Ashkelon Third Mile Estate Area F late Roman Gaza jar kilns
3rd c. CE
Late Roman
Jar, bag-shaped
Five pottery kilns were discovered in Area F1 over an area of c. 300 sq m. Only the lower part of the kilns’ firing (combustion) boxes survived. Two kilns were fully excavated (L502, L507) and one was partially unearthed (L504); two kilns were left unexcavated (L505, L506). The close proximity of Kilns 505 and 507, only c. 5 m apart, may suggest that they belonged to a double kiln structure.
The kilns were round brick structures of the updraft type, measuring c. 3 m in diameter. Traces of arch springs constructed of bricks were found in Kiln 504, suggesting that the kilns had arches that supported the floors of the firing chambers. The remains of Kilns 502 and 507 contained a 1 m high collapse of bricks mixed with jar fragments and wasters, covering a layer of ash at the bottom of the firing boxes. This suggests that much of the kiln structure had collapsed inward in antiquity.
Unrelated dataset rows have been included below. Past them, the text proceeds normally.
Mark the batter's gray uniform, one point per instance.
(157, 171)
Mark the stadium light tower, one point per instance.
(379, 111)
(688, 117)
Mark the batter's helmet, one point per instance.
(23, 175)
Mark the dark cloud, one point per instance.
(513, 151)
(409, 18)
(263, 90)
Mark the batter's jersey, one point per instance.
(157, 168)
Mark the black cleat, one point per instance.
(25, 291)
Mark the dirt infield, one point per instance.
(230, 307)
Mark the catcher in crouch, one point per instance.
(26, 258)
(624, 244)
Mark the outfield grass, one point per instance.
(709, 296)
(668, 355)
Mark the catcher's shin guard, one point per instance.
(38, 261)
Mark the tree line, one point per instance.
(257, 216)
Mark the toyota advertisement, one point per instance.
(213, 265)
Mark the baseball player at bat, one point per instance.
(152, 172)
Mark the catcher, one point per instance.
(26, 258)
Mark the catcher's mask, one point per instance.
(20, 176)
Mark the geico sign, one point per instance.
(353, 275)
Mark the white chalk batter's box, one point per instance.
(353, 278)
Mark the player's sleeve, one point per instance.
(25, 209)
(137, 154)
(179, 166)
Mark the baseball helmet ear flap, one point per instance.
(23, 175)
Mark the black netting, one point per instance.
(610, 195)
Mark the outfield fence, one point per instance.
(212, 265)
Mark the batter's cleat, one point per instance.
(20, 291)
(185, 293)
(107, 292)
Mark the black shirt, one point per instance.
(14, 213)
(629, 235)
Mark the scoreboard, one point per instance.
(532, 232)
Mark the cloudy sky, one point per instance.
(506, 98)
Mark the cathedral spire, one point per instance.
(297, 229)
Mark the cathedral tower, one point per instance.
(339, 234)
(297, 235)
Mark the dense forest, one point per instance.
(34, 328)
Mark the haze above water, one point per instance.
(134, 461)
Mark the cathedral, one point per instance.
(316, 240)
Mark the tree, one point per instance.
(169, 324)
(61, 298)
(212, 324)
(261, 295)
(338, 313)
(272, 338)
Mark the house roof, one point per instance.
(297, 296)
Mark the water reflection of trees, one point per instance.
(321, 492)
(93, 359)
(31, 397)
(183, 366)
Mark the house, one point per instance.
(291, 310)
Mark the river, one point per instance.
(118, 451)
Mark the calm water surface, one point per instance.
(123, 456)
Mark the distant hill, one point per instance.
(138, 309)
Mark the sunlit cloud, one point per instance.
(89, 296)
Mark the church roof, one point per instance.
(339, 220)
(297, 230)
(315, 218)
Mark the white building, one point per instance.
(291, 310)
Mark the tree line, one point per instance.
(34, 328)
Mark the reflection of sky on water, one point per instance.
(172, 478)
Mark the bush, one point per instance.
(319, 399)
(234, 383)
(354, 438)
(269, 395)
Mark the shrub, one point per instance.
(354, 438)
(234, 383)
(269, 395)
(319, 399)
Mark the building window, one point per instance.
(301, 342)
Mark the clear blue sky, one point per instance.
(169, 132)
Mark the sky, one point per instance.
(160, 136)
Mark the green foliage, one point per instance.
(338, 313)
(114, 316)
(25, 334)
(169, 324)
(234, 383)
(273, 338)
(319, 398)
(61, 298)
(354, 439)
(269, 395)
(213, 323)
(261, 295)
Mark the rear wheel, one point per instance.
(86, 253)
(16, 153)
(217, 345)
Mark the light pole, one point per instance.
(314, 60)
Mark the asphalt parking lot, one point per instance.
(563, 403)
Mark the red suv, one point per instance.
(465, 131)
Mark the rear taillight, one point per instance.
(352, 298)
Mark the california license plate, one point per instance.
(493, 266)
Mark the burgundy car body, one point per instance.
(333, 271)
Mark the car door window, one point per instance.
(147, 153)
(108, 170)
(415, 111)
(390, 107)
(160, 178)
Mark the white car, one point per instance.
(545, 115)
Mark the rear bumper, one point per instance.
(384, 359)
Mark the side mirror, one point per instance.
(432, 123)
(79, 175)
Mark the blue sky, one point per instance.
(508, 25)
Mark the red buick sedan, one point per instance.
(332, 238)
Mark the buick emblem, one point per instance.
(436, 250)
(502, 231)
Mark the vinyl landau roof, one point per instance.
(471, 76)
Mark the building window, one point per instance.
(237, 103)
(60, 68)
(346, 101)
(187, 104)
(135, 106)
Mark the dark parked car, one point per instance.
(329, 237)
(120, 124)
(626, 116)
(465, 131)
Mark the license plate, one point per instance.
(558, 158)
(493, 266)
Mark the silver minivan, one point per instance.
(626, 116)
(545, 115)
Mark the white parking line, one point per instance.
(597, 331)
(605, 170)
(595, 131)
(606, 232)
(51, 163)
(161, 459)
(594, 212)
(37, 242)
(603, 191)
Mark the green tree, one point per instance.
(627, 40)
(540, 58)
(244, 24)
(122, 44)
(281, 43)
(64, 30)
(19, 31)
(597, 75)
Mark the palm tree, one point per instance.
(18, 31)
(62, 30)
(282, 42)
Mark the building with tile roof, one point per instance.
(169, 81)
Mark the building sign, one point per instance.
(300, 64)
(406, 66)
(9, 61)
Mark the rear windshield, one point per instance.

Two types of bricks could be discerned: large and thin (0.4 × 0.8 m, 5 cm thick), which were apparently used in the construction of the firing chamber floor, on which the pottery vessels were stacked and fired; and small and thick (0.4 × 0.5 m, 0.1 m thick), which collapsed from the supporting arches.
The kilns contained a large amount of jar fragments, all of one type—an early subtype of the Gaza wine jar (Majcherek’s Form 1), dated to the first–third centuries CE (Majcherek 1995: Pl. 3:1).